One of the greatest mistakes I have seen in estate planning comes when children have either not been made aware of their parents' intentions or been invited to participate in the decision‐making
process. I believe that the biggest reason for not discussing estate plans with our family members is often simple fear. We may be afraid that our children will disapprove of our plans, will depend on an inheritance, or will be resentful of other siblings and heirs. So here are some straightforward suggestions that might help to ease the awkwardness of the situation.
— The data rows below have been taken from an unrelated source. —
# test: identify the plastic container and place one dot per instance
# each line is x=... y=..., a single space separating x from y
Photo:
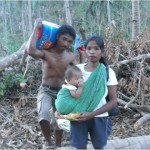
x=46 y=36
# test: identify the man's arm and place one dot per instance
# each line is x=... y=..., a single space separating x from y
x=31 y=44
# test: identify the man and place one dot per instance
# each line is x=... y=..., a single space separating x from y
x=54 y=63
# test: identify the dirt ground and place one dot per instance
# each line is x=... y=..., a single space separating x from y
x=19 y=127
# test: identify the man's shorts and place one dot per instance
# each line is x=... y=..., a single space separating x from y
x=98 y=127
x=46 y=105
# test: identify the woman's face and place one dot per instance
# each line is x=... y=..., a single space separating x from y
x=93 y=52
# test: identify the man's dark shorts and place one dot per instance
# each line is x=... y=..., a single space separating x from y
x=99 y=128
x=46 y=105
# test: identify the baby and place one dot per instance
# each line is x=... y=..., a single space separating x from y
x=74 y=81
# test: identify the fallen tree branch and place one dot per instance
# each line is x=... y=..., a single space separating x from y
x=141 y=142
x=141 y=121
x=134 y=106
x=124 y=62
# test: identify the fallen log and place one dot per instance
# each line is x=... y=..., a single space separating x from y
x=124 y=62
x=140 y=142
x=12 y=59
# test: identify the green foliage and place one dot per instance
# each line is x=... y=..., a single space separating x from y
x=2 y=89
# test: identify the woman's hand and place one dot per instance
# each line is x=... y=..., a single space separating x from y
x=58 y=115
x=85 y=116
x=80 y=83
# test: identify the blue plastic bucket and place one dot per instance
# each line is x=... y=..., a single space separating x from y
x=47 y=36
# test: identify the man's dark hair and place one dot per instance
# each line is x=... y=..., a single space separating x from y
x=70 y=72
x=66 y=29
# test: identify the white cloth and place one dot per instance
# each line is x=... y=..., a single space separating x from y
x=111 y=81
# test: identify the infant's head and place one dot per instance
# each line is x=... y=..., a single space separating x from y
x=73 y=75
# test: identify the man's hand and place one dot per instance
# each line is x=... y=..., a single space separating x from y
x=38 y=23
x=85 y=116
x=58 y=115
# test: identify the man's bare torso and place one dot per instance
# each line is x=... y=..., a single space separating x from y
x=54 y=66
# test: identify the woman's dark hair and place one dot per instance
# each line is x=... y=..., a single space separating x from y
x=66 y=29
x=100 y=42
x=70 y=72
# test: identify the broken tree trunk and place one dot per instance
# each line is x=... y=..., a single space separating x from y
x=12 y=59
x=140 y=142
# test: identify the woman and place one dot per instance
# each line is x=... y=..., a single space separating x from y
x=96 y=122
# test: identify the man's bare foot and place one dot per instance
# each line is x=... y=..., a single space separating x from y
x=48 y=146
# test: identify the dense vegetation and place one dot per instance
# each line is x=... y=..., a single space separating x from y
x=17 y=18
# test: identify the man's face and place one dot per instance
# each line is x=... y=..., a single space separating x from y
x=64 y=41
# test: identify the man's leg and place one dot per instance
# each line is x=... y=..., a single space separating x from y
x=45 y=127
x=58 y=137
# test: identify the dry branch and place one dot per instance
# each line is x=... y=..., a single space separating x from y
x=141 y=121
x=141 y=142
x=124 y=62
x=135 y=106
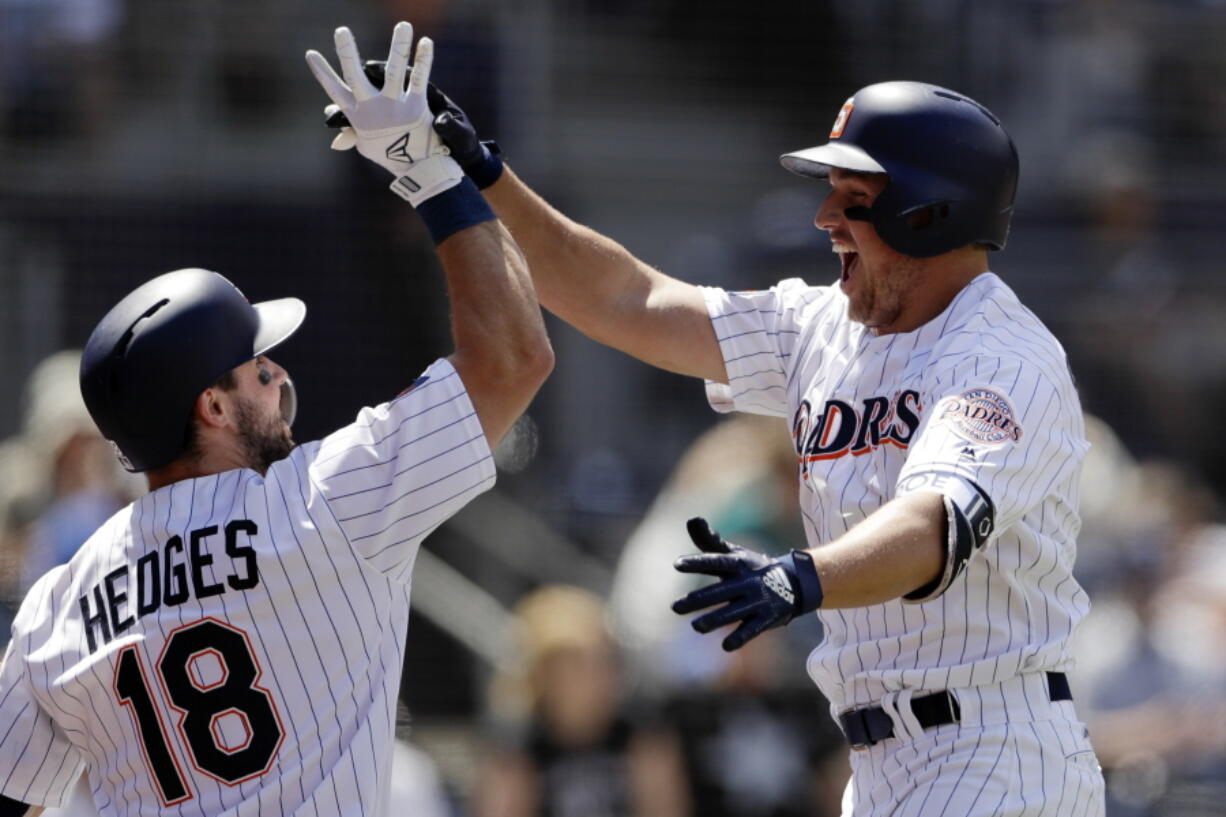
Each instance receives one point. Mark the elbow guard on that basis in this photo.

Start by explaining your values. Presumably your estate plan is going to reflect your values when it comes to money, giving, and providing for your family. The more openly you are able to communicate those values during your lifetime, the more your family members will know what to expect from your estate when you are gone. For example, if your children know that you strongly support the mission of your congregation, they won't be surprised to find that a donation for the congregation is included in your will. Once they understand your values, explaining how you intend to leave your estate will be much easier. However, if you can't bring yourself to talk about your estate plans with your family, one alternative is to leave a letter with your will that explains the reasons for your decision. If the tone of your letter is compassionate and addresses the questions and even the resentments and disappointments that your children may have it will go a long way toward fulfilling the goal of preserving these precious family relationships.

Parents who say nothing may inadvertently create a time bomb that will explode when they are not around to diffuse it. This not only can tarnish the memories your family will have of you, but a
challenge to the will may significantly deplete your estate through legal fees and costs, and your intentions for a gift to support ministry may be thwarted.

Whatever you decide about inheritance, remember that the future of your family's harmony is at stake and whenever possible equal shares do the trick.